If they were nuclear-capable, we'd probably know about them. Even long after the concrete had crumbled into dust and the steel had rusted into minerals, the isotope makeup of the spent fuel would be unmistakable. See: http://en.wikipedia.org/wiki/Natural_nuclear_fission_reactor for a really interesting story. In Oklo, the reactor was critical 1.7 billion years ago and it's still easily recognizable.
It's easily recognizable as a nuclear reactor. But how do you distinguish a natural reactor from an artificial one?
Furthermore, if we assume an intelligent species, wouldn't they either
1) Try to bury and hide leftover stuff, to the point where it's no longer easily found and/or recognizable?
2) Draw more energy out of it than we currently do, to the point where all that would be left would be Fe or Pb?
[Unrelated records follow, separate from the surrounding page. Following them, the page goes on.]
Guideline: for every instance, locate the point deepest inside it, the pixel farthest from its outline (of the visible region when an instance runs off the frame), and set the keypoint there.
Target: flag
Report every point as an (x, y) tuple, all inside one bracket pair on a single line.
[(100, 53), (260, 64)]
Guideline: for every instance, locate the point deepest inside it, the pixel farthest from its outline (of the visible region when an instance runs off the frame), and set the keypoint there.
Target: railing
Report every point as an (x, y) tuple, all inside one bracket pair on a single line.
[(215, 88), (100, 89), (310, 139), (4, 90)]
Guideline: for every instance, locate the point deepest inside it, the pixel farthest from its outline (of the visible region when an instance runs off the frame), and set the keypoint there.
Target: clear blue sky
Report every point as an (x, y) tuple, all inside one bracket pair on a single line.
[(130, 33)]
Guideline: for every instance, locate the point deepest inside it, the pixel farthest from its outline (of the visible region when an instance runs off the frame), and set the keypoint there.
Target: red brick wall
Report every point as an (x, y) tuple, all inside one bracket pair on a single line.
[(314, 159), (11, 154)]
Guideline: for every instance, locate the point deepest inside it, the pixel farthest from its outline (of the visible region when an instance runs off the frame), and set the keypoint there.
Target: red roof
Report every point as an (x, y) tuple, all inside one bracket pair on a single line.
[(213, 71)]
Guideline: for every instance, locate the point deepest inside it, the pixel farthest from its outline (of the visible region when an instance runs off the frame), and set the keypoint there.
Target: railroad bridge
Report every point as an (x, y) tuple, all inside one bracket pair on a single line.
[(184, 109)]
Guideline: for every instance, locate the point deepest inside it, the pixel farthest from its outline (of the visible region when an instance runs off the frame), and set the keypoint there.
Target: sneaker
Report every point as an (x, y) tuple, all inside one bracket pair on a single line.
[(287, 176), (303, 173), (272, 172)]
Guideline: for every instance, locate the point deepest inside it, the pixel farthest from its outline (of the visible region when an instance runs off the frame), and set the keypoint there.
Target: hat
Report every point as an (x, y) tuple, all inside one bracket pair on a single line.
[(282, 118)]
Also, I forgot to mention that of course, my intelligent dinosaurs would have to be space faring. And that's where a stronger objection appears (IMO): on the surface of the moon, stuff tends to remain unaltered for a long time.
In isolation it's hard to distinguish. But if you find 30-50 reactors all over the globe that were all critical at the same time and all went silent at the same time, I think you'd have to think very hard about how that happened.
As for 1) current proposals (which continually fail to be implemented) are actually to concentrate the stuff and put it in geologically stable locations (c.f. Yucca Mountain). That would seem to be easier to find.
And 2) isn't really plausible. You can't select out and "convert" isotopes like that. You get the fission products you get, and your choice to get "more" out of them is really about how long you are willing to wait for them to decay.
For (1), we choose well hidden geological location, e.g. stuff that is about a mile deep. My guess is we don't have such an extensive knowledge of geologically stable locations one mile below surface.
For (2), I'd venture to say that this is based on what we know today. But then, nuclear reaction or coherent light or traveling to the moon were not exactly "plausible" in 1900 either.
What we know from physics is that there's still a lot of residual energy that could theoretically be extracted, to the point where these isotopes are naturally radioactive.
So to me, that means we are likely to one day figure out how to harness that residual energy.
It depends on where they bury it. On a scale of millions of years, the landscape can be changed radically. Continents get eroded, tectonic plates collide and get subducted. On mere thousands of years, sea levels rise and fall, rivers change course etc.
For instance, the ancient cities of Ur and Uruk used to be close to the shore of the Red Sea, whereas nowadays the sites are about 200km away (silt deposits built up over millenia). The Aegean sea used to extend into a large gulf into Western Anatolia around the time of Homer's Troy.
Everything humans built won't last more than a few thousands of years and modern buildings just a few decades. Even satellites in orbit will decay and burn up in a similar time.
It would be difficult for any visitor coming to an abandoned Earth a million later to discover anything about our presence.
The Earth's crust recycles itself every so often, so given a large enough timeframe, most of the existing surface will be gone, nuclear accidents or no. I suppose a ocean spills could last longer.